Pada titik itu patutlah mempersoalkan efektivitas kekuasaan pemerintah untuk menegakkan kepentingan umum tanpa menginjak-injak kepentingan privat. Sekurang-kurangnya, layak mempertanyakan sikap responsif pemerintah yang sigap dan cepat, misalnya dengan segera membawa persoalan pembebasan tanah ke pengadilan.
Yang sekarang cenderung terjadi membiarkan proyek terkatung-katung, bertahun-tahun. Tidak ada kepastian. Bila jalan perundingan gagal, mengapa menunda membawanya ke muka hukum?
Memang, tak ada lagi jalan pintas yang gampang bagi siapa pun yang memerintah. Tidak ada lagi pilihan main gusur.

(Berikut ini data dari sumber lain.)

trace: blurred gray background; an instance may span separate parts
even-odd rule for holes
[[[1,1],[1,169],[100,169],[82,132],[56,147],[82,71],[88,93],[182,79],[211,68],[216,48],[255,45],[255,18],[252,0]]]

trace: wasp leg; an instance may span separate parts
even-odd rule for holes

Bahkan, kepastian harga tanah yang telah disepakati, dan telah pula dibayar pemerintah, sesewaktu dapat dibatalkan secara sepihak dengan alasan yang dibuat-buat.
Buruknya daya serap anggaran negara hanyalah persoalan permukaan. Jauh di bawah kulit, sebagian bersemayam buruknya birokrasi, sebagian lagi bertengger buruknya sikap masyarakat terhadap kepentingan bersama. Itulah sebabnya, bangsa ini seperti jalan di tempat, bahkan untuk sejumlah hal berjalan mundur ke belakang.